No, no new article. But if you read the comments section you find that with help Bronfman eventually finds the mistake. About 30% into the large # of comments. Now projecting 77-88 cents depending on what closing date is chosen. Perhaps he will come out with a new article.
I'm a MORL sufferer here but know the deal about holding long term for income. The shares were bought with money from selling AGNC.
I read your comments on one of the mREITs recently. I appreciated the comments you made. Oh, maybe it was on the downgrade news. Very informative. I have to say, it sometimes seems like up is down and down is up. That would explain why analysts can say things are looking so bad when they may not be. I am no expert and so try to learn from others.

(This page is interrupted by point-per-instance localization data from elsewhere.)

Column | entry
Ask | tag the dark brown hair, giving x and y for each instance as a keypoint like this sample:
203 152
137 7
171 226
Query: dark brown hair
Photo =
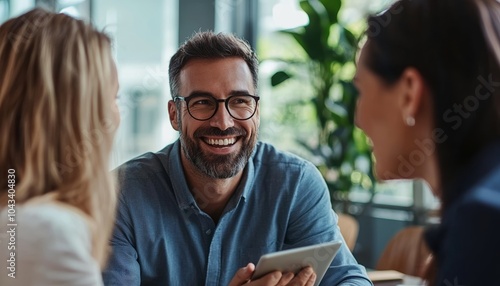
208 45
445 42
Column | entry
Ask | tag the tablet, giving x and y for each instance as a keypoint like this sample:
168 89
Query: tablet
318 256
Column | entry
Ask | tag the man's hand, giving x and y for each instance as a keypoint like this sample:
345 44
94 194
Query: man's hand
306 277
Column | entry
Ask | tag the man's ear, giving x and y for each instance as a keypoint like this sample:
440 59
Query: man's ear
172 114
413 90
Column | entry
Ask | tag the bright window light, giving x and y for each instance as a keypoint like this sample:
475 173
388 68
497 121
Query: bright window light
286 15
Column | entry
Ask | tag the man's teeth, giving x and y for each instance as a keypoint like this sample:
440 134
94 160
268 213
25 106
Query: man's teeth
221 142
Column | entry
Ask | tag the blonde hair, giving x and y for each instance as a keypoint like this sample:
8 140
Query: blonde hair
56 124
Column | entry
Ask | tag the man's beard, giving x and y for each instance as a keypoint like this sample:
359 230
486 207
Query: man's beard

I think investors are looking at recent earnings growth and deciding there is no compelling reason to invest in STWD now.

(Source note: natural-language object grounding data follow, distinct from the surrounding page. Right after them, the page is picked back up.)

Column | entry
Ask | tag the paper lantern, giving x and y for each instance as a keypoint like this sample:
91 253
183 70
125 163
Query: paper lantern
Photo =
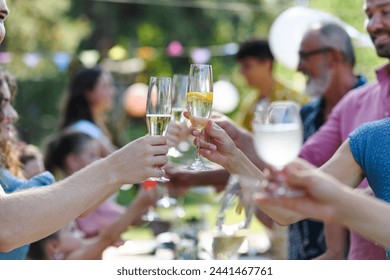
135 100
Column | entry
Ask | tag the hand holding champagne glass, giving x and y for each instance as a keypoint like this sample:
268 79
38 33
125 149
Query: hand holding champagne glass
278 140
179 91
199 103
159 108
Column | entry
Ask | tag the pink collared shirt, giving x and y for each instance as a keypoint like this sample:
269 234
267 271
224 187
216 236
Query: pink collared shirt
364 104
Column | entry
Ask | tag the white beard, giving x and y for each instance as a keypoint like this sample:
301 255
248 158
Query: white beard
316 87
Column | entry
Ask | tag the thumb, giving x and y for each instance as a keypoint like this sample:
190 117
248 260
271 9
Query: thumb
214 130
186 114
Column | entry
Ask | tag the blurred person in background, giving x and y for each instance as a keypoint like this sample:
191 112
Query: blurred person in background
67 153
11 174
87 103
29 215
256 63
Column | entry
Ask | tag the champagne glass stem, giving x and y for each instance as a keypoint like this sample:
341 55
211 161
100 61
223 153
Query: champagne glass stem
197 156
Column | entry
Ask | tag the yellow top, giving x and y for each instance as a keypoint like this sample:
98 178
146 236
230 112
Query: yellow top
280 93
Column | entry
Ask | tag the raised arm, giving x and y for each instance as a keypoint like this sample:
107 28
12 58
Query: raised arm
29 215
93 249
343 167
329 200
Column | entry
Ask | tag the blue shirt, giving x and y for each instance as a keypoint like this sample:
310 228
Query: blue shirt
370 148
306 237
10 184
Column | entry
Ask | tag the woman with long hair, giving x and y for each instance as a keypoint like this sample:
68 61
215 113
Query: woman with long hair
11 176
89 99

However, could it be that the company is just biding their time, waiting for higher rates or a special opportunity to lever up/expand? Like Buffett, maybe they are waiting for a fat pitch. In the meantime, they stick to their bread-and-butter businesses that give a nice return. So one can either stay in it now while being handsomely compensated or wait until some event/announcement happens that signals a return to earnings growth. Barring a market meltdown, this seems like it has about hit bottom.
I like MORL as well but the dividend will be shrinking some. AGNC and CYS cut, NLY will inevitably cut. I've been selling AGNC to buy MORL, they seem to move about the same.
I guess we theoretically see a bit of a run up to the July dividend?
How true. Goes down when rates go up but doesnt bounce back when rates drift back down. I've got a mix of mREITs, the only holding up well is CMO (agency ARM). I'm hunkering down, not lucky enough to sell and get in lower. Reinvesting the dividends.
There is no logic on wall st. I watched Alcoa soar over the years wondering what great thing happened. Well, nothing, just the powers that be decided to bid it up. Now I see it has come back down. Big money is put down on expectations. The banks have (probably) already had most of there uptick from higher rates.
The point? These mREITs were driven down before on much bigger moves in LT rates. The actual damage done to book value was far less. It is happening again. Except this time they were ready. Duration shortened, hedges boosted, leverage lowered. What Klumps sees as doomed lower dividends was mREITs getting ready for higher rates. Once rates have gone up they can sell the hedges to buy higher yielding paper, increase leverage, and increase duration. The path is painful. The smarter/luckier ones will get a better entry point. But I'm not in that category so I hold these for the income down the road.
Wow, where to begin. I don't even want to ask where you got those projections.
Cash is risk free (from default). Trying to apply an equity premium to it?
The 3-5 year treasuries are longer duration than an mREIT portfolio.
Either big or stupid money is taking these down with no understanding of how they work. Just shake out the weak hands.